大卒よりも高卒? 日本とは全く違う、塾も受験もないフィンランド人の「学歴」の考え方
◆「どの大学を出たか」は重要ではない
平等を重視する立場から、フィンランドは学校格差を嫌うので、日本のような明確なエリート校や名門校はない。ただし歴史的に古い、高級住宅街にあるなどの理由で、日本風に言うとエリート校のような小中学校、高校はいくつかある。また春の高校卒業試験の平均点は、10点満点に換算されて毎年公表される。それは、高校の偏差値と言えるが、恒常的な学校の序列化は、日本のようにはされていない。 日本には名門幼稚園や小中学校、高校があり、有名な高校や大学を卒業するとエリートとみなされる。フィンランドは社会格差を嫌うので、学校を巡るヒエラルキーは弱く、出身校は、エリートと非エリートを分ける体系になっていない。 フィンランドでは、どの高校や大学を出たかはそれほど重要ではない。学校名や大学名ではなく、何を学び、どう生きていくかの方が重視されている。また「学歴」が意味するものも異なる。 日本の学歴は、学名を指す。しかし、フィンランドで学歴は学名ではなく学士、修士、博士などの学位を指す。フィンランドは高学歴化しており、会社勤務や政治家でも修士以上の学位を持つ人は多い。日本を学歴社会と思っている人は多いが、実際には学名社会である。 また、有名4年制大学を出ると高学歴とされるが、国際的に見れば学士は「低い高等教育」であり、低学歴とも言える。多くの分野で少なくとも修士が求められるようになっていて、高学歴というのは修士以上を指す。 一方で、教育を若い時に限らないのもフィンランドの特長だ。日本では、高校卒業後すぐ大学に進学するのが普通で、大学は10代終わりから20代初めの若者だらけだが、それは国際的に見ると一般的なことではない。2017年のOECDの調査で、日本の大学入学者の平均年齢は18歳、最年少である。 フィンランドでは、2000年代初めまで大学入学者の平均年齢は20代後半だったが、それは国際的に見て遅いことに気づいた。そのため、あまり年数を置かずに大学進学することが奨励されるようになり、最近の大学入学者の平均年齢は23歳に下がった。
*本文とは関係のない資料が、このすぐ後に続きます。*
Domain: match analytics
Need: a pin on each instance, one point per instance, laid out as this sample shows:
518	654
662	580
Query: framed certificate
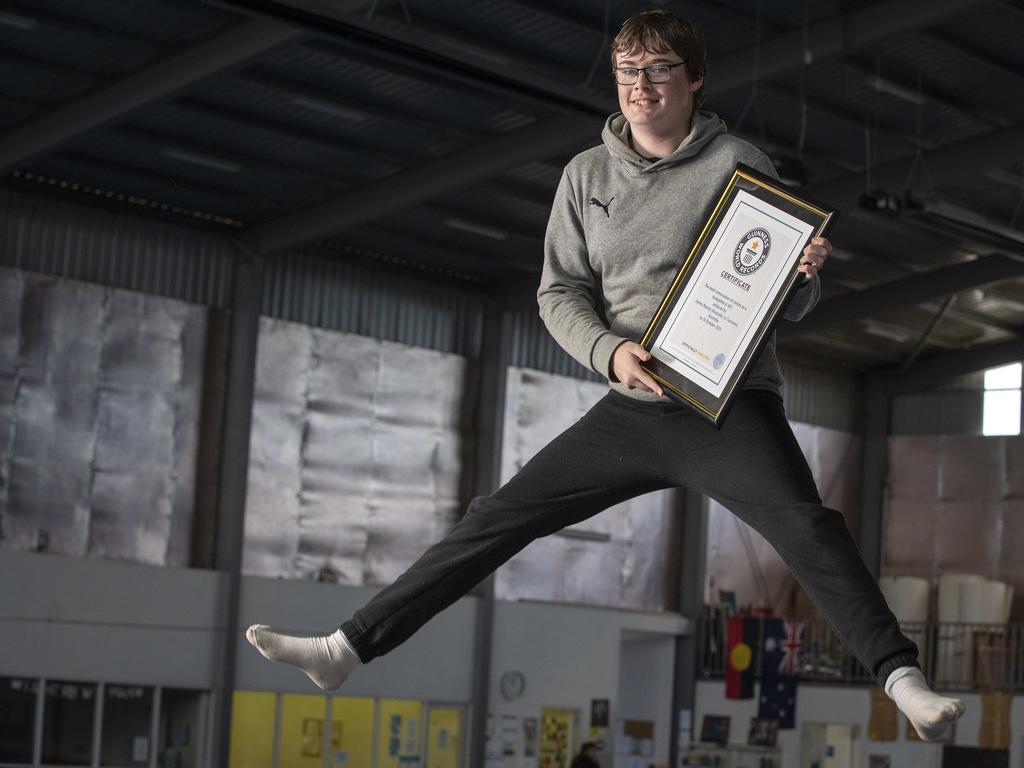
731	289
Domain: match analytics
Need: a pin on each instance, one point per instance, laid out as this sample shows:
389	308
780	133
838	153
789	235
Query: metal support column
486	427
244	336
693	551
875	452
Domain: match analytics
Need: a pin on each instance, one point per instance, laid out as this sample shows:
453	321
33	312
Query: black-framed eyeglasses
654	73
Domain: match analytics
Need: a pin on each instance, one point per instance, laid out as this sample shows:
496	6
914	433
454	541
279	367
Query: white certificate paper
721	307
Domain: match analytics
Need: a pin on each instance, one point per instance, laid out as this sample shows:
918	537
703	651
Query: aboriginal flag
741	639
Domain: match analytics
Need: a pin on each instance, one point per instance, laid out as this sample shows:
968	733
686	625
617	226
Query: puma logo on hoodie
602	206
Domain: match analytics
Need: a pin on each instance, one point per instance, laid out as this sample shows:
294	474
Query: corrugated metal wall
382	304
531	346
87	243
825	398
948	412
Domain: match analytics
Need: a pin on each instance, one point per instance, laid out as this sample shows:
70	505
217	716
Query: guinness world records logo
752	251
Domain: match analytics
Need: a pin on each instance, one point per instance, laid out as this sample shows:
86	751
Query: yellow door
398	741
252	729
557	737
302	730
352	733
444	737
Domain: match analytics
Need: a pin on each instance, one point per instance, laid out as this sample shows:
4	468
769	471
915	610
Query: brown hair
659	31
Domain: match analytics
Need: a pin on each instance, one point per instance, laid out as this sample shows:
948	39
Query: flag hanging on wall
741	639
779	670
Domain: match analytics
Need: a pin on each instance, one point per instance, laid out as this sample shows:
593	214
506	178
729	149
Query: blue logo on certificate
752	251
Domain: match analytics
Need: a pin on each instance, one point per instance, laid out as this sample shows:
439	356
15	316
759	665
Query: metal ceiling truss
152	84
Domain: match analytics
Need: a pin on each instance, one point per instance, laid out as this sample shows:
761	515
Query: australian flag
779	670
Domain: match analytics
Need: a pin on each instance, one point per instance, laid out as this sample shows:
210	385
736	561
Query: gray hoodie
620	227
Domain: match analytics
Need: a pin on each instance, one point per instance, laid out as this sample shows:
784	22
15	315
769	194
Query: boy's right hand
626	368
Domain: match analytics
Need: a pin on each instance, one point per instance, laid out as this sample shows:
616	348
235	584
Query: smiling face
657	109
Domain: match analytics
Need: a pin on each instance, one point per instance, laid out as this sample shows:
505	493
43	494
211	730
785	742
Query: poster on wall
493	744
599	721
399	737
529	737
556	737
510	736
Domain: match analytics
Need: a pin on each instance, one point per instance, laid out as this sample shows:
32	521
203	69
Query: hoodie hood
615	135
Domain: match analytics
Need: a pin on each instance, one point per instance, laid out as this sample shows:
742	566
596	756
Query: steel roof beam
487	159
153	83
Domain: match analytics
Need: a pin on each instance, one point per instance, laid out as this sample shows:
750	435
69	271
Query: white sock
328	659
931	714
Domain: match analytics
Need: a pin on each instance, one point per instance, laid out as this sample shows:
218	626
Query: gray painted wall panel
354	459
100	425
384	304
627	567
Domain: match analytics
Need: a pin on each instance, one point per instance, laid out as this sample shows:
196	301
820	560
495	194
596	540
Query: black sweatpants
624	448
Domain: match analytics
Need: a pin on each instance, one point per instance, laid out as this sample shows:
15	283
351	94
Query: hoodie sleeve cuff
600	356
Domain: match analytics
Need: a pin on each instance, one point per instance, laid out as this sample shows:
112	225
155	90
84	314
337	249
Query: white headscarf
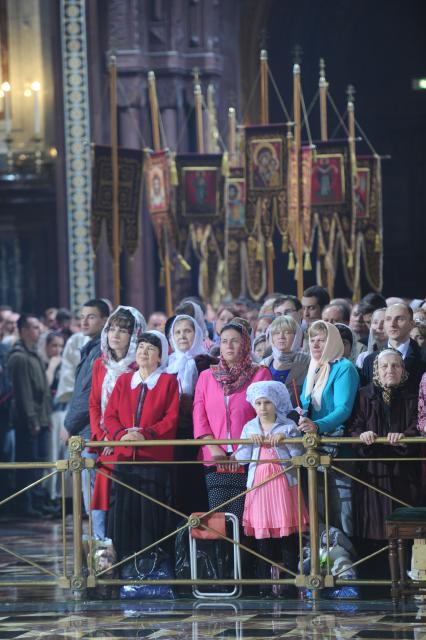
114	368
182	362
153	377
198	317
276	392
319	370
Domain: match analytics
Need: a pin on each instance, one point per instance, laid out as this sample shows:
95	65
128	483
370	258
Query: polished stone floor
50	612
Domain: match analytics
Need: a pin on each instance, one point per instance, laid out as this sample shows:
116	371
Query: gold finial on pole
232	136
264	95
323	88
153	103
198	99
212	130
115	183
298	175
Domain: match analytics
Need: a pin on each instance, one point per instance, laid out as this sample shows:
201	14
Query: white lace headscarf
114	368
182	362
276	392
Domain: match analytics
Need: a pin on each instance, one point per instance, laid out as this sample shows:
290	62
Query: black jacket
77	417
414	361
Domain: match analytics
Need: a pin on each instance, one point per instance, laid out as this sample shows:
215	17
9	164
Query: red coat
158	422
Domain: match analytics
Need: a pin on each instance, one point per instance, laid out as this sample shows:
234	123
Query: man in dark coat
397	325
30	408
77	421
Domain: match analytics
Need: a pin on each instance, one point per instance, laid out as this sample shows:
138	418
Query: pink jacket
209	413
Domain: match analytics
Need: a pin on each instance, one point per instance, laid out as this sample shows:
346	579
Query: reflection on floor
50	613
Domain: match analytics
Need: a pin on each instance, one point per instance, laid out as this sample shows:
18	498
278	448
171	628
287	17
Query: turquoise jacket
338	397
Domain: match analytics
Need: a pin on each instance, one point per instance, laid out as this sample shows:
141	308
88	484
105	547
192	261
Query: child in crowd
271	510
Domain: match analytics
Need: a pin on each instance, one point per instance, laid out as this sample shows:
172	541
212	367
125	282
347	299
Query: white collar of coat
151	380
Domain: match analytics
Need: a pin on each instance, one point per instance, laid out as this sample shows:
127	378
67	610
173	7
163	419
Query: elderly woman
287	364
377	338
385	408
118	348
188	360
221	411
143	406
328	398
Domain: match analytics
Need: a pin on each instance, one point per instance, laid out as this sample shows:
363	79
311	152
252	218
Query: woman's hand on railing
307	426
132	435
368	437
394	438
107	451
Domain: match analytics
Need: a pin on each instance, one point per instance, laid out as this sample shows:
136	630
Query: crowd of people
264	373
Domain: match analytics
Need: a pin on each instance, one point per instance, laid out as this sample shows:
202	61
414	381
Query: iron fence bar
27	487
364	559
64	527
327	522
370	486
27	561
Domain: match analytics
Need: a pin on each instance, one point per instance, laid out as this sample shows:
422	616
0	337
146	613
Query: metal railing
79	578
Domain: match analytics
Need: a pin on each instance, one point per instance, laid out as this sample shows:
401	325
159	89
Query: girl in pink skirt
271	509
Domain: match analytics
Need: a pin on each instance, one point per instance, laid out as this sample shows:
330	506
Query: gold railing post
312	460
77	464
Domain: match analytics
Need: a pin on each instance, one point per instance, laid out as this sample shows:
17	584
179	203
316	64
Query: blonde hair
319	326
283	323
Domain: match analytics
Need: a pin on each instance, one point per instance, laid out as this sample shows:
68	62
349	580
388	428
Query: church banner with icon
266	174
130	165
200	218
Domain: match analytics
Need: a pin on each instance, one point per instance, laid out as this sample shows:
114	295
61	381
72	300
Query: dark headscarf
234	378
387	392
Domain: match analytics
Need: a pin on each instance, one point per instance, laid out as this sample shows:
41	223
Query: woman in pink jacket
221	411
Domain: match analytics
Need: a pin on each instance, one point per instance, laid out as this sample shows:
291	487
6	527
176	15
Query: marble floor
49	612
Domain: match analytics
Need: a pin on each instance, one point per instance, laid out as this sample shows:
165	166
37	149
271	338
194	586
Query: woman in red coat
143	406
119	341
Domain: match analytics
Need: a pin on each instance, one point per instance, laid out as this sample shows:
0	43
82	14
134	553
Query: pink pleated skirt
270	511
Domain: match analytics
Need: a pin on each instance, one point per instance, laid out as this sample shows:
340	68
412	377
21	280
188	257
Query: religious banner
331	204
289	230
130	162
368	201
266	171
235	236
200	218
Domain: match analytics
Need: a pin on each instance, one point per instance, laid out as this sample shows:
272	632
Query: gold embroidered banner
130	163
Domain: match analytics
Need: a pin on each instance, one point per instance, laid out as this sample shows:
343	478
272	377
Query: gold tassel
259	251
307	265
162	281
377	244
270	248
225	165
183	263
174	181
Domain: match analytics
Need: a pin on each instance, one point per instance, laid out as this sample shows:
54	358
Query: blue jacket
77	417
285	451
338	397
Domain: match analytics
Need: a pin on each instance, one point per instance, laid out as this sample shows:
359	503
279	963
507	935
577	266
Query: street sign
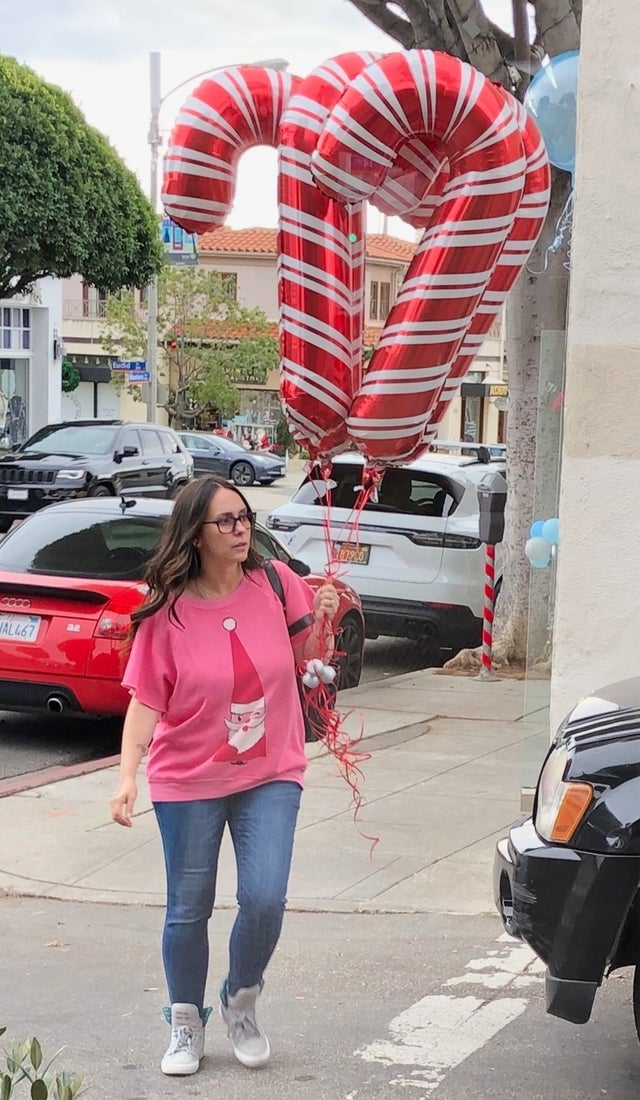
129	364
179	246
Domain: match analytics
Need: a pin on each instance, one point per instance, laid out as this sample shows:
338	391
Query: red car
70	576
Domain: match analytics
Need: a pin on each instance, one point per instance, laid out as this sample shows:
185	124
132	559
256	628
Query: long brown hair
176	560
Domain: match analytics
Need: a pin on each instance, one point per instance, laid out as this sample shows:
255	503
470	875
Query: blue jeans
262	823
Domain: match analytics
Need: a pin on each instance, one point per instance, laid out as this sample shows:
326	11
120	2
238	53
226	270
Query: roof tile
258	241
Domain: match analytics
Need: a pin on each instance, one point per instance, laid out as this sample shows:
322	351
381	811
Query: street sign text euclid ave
129	364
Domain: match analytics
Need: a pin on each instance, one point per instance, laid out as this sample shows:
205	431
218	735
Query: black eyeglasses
227	525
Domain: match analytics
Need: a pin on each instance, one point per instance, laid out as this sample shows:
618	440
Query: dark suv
90	458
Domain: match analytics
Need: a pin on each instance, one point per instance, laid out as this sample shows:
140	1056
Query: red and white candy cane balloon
321	259
444	101
320	270
518	246
225	116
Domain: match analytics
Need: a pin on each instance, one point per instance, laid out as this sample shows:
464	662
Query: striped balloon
227	114
454	109
320	270
321	259
518	246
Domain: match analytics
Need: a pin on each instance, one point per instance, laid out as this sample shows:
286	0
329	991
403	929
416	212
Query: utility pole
155	143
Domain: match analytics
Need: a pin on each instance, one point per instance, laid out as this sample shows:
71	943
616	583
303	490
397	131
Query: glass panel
542	581
74	439
152	444
80	545
13	403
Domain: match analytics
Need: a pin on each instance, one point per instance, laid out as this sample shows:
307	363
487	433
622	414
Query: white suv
417	561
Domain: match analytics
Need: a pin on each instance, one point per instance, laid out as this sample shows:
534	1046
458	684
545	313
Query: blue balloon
551	531
552	100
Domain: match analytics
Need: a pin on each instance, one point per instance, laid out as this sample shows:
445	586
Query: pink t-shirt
225	686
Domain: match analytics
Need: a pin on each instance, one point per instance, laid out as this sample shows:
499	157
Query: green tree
211	343
67	202
537	305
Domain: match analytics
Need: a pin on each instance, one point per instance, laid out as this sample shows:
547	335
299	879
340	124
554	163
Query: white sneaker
187	1045
250	1044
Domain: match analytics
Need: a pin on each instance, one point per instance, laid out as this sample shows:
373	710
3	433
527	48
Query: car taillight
275	524
427	538
461	542
114	627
とは言っても、それは日本では大学を卒業し、就職している年齢になる。 フィンランドには、高校卒業後すぐ大学進学、大学3年頃に就職活動開始、卒業後すぐ就職といったシステムがない。いつ大学に行くか、どういう順序で生きるかは、自由な社会である。ただし、国際的な競争が激化しており、政府は大学進学を希望するなら、高校卒業後、あまり間を空けずに大学に入学することを奨励するようになった。こうした変化は、経済効率を重視する新自由主義の影響を示している。